Agression d'un praticien de SOS Médecins: deux suspects se sont rendus à la police

(photo d'illustration) - Philippe Huguen - AFP
Deux personnes se sont rendues ce dimanche 6 juillet au commissariat central de Lille. Elles sont soupçonnées d'être les deux agresseurs du médecin de SOS Médecins frappé la semaine dernière. Ils ont tous deux été placés en garde à vue.
Mercredi, un médecin avait été agressé et menacé de mort à Lille alors qu'il se trouvait en consultation dans l'antenne de SOS Médecins.
Une enquête avait été ouverte pour violences sur un professionnel de santé et menaces de mort. L'antenne lilloise avait ensuite décidé de se mettre en grève à la suite de cette agression.

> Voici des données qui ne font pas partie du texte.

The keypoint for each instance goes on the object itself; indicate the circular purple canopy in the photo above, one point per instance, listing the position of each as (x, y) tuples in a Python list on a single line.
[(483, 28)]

Deux pistes principales évoquées
Selon les témoignages de collègues de travail récoltés par La Voix du Nord, les deux hommes sont entrés sur le site et ont exigé de la famille qui bénéficiait de la consultation de quitter les lieux.
D'après cette source, les agresseurs s'en sont pris au médecin car il avait réduit la durée d'un arrêt-maladie accordé à une patiente plus tôt dans la journée. "Elle avait demandé un arrêt de travail de trois jours, le médecin n'était pas d'accord sur la durée et a réduit cet arrêt à un jour. Elle est partie sans faire d'histoires, mais ensuite, ils sont venus en commando, de manière préméditée", relate un confrère au quotidien nordiste.
Selon une source proche du dossier, une autre piste est désormais émise: le médecin aurait placé sa main sur le ventre de la patiente proche des deux agresseurs et ils seraient venus ensuite pour se venger.
Grève de 48 heures
En solidarité avec le médecin agressé, les 24 collègues de travail ont fait grève et ont suspendu leurs activités pendant 48 heures. Ils ont repris une activité normale ce samedi à 8 heures.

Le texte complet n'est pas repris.